Ingesting large size datasets into Modin/Ray


What is Modin on Ray expectations regarding ingesting large datasets in the dozens of terabytes and possibly more? Is there any presentation/paper discussing benchmarks with such dataset size?

In the Modin technical report, Dataframe Systems: Theory, Architecture, and Implementation | EECS at UC Berkeley, benchmarks are described in chapter 6, I see the 2 set ups:

  1. A single EC2 x1.32xlarge 128 cores and 1,952 GB RAM with a dataset up to 250GB (1.6B rows)
  2. A single x1e.32xlarge instance with 128 CPUs and 4TB of memory but the dataset itself is only 23GB (150M rows).

Can you provide benchmarks for larger datasets in the dozen of terrabytes size?

Specifically, I’m interested in understanding if you have any recommended approach for loading several files into a single Modin DataFrame specifically in the two cases

  1. A small amount of very large files
  2. A large number of small files

I’m also interested in understanding the major limitations for these dataset sizes across the different IO supported in pd.read_<file> and I/O APIs — Modin 0+untagged.50.g9498b92.dirty documentation

  • read_csv
  • read_parquet
  • read_sql
1 Like

Hi @Cherif_Jazra !

Thanks for reading my thesis :smile:! A couple of comments on your questions here:

This is something we’re working on, but let me address your two points because it’s an area of active development and improvement in Modin.

  1. A small amount of very large files

One thing I think that would be good to understand is file skew here and how it can impact Modin. One thing we have currently under development is a way to balance partitions after multiple concat operations. This is actively being worked on here: FIX-#3675: dataframe repartitioning after 'concat' operation in case actual partitions count is more than twice `NPartitions` by anmyachev · Pull Request #3720 · modin-project/modin · GitHub

  1. A large number of small files

This is related, but maybe a bit easier of a case to optimize for. With smaller partitions, it’s easier to merge them logically before we do a physical merge, so to the developer they will appear as normal and generally balanced partitions. This is easier when the partitions are small, which can happen with a large number of small files.

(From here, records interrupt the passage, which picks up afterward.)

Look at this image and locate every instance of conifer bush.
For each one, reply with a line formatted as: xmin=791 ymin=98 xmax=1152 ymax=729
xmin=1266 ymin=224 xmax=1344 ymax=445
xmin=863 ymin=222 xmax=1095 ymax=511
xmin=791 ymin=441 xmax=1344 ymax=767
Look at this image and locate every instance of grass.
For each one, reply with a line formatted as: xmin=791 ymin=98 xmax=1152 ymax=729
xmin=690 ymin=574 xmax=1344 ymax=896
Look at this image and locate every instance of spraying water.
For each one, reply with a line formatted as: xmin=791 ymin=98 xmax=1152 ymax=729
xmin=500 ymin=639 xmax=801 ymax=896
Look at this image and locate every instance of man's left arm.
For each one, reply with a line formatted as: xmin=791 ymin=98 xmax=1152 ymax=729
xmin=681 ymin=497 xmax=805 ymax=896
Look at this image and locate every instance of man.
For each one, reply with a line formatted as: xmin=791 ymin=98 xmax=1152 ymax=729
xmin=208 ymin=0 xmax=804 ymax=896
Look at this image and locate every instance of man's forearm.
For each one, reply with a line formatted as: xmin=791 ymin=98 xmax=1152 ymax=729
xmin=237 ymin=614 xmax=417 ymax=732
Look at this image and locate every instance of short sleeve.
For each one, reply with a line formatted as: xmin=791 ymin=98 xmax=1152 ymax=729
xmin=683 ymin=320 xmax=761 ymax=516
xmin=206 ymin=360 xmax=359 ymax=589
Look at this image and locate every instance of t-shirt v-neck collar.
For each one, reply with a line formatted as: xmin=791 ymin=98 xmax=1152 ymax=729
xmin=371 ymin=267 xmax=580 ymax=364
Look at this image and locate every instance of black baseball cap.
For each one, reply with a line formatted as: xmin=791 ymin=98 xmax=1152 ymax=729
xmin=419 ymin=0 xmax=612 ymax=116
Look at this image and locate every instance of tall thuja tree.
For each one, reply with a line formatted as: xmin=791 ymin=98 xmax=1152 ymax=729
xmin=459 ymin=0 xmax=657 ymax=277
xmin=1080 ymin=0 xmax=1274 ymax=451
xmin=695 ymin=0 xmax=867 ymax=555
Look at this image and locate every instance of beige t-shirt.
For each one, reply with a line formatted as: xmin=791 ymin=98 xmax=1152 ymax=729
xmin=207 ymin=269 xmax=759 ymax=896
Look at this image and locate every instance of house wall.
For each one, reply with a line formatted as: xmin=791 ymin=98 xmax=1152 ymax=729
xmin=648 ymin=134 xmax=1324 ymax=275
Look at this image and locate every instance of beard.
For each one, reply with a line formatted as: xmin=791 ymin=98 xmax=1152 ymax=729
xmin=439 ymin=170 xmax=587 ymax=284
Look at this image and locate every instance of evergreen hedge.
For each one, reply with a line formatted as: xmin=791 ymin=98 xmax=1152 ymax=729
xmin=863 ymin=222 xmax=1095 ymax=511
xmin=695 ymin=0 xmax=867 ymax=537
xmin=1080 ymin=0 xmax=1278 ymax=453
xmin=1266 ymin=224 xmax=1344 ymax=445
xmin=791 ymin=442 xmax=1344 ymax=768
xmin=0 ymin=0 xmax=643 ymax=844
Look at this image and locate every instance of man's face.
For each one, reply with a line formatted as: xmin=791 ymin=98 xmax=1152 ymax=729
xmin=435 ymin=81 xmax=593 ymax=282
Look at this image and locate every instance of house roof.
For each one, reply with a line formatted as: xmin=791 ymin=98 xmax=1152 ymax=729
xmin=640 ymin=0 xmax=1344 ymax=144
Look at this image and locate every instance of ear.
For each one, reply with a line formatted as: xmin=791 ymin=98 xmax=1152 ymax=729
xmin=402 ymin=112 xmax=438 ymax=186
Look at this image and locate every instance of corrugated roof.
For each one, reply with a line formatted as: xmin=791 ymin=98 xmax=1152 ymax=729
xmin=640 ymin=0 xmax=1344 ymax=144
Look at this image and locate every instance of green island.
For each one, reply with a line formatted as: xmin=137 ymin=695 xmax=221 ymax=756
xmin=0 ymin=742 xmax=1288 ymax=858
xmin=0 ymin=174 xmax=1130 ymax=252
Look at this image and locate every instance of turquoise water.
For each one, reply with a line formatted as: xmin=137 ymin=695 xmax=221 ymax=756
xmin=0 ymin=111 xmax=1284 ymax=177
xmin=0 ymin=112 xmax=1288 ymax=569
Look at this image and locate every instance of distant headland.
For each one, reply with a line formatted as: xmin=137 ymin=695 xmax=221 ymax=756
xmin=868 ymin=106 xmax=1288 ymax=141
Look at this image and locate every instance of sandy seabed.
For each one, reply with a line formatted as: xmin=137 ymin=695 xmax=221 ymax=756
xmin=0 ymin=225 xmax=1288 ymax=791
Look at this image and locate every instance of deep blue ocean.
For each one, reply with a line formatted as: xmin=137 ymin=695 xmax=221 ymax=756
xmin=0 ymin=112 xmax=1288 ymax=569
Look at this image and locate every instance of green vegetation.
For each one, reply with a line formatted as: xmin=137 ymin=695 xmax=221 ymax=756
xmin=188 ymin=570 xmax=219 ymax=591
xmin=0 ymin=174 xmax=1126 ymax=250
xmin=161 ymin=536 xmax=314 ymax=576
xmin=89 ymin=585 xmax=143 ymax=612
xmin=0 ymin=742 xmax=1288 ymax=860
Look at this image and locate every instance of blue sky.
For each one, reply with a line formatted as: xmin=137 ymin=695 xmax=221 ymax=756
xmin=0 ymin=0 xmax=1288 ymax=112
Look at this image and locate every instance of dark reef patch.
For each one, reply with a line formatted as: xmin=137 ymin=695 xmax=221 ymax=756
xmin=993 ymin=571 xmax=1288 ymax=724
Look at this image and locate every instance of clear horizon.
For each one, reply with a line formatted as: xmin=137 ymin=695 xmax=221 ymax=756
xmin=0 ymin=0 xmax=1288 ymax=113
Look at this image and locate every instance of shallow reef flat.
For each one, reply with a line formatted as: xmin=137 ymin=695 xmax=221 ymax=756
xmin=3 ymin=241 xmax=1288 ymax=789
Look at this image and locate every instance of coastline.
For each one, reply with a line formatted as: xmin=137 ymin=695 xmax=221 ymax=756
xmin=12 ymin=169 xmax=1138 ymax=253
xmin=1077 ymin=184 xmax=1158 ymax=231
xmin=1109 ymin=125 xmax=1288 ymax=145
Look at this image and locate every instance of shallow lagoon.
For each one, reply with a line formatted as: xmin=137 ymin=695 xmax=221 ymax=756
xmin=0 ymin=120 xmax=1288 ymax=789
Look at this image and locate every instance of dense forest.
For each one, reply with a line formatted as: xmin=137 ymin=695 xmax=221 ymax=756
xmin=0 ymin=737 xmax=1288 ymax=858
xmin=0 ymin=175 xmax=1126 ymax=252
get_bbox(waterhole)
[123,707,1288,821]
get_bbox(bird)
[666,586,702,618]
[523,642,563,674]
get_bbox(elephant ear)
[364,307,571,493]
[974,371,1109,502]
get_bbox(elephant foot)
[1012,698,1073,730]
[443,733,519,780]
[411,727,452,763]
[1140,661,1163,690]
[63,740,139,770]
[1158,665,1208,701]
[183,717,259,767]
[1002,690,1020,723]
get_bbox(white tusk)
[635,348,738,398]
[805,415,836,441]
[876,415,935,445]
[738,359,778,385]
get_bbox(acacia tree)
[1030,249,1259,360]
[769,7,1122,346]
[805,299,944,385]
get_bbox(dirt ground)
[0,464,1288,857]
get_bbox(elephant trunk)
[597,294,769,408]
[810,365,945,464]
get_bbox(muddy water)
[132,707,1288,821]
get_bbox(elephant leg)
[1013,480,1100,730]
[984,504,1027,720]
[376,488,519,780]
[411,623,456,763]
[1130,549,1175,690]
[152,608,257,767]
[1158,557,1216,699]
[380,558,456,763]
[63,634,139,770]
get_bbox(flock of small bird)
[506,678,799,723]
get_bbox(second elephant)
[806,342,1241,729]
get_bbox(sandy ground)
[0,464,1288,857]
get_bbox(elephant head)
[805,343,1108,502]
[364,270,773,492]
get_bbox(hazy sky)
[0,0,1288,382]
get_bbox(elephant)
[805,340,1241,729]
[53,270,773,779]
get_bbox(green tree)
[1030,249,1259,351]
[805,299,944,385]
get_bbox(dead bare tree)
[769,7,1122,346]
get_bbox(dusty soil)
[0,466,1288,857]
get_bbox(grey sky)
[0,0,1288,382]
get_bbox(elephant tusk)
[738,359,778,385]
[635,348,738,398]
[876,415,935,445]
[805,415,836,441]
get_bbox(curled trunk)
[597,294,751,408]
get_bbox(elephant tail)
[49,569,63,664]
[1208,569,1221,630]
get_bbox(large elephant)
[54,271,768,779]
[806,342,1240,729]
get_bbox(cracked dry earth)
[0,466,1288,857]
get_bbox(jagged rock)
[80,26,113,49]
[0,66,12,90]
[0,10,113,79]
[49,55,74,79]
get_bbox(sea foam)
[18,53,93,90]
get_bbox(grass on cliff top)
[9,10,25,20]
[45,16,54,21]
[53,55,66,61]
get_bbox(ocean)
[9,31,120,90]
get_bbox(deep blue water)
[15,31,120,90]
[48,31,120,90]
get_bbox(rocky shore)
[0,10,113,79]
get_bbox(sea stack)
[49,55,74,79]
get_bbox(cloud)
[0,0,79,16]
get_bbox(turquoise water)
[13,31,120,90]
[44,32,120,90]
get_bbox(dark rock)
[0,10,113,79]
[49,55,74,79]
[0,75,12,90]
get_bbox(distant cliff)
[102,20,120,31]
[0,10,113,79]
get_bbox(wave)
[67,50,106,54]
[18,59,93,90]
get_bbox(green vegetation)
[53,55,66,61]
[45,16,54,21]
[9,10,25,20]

If you’re passing in a glob with read_csv_glob, there is no need to rebalance since the glob reader will be able to calculate good partitioning with knowledge of all of the files in advance.

The major limitations of read_csv in larger files is that the schema needs to be derived from the data after all of the data is loaded. This is expensive. This is also true for read_json(lines=True) and read_table

read_parquet limitation is that it is hard to tell how many rows are in a given file, and row-based partitioning is important for the scale you’re talking about. Nested parquet files and lots of partitions can make this complex, and I don’t think our reader is currently able to generate optimal partitioning in really complex nested parquet file structures.

read_sql in pandas doesn’t have a parameter for partition_column or something equivalent, so for some databases we end up with a syntax error in our generated SQL statements for reading partitioned data. This is also an area we are looking at, creating database-dependent SQL clauses for splitting up the query.

Does this make sense? Happy to answer any other questions!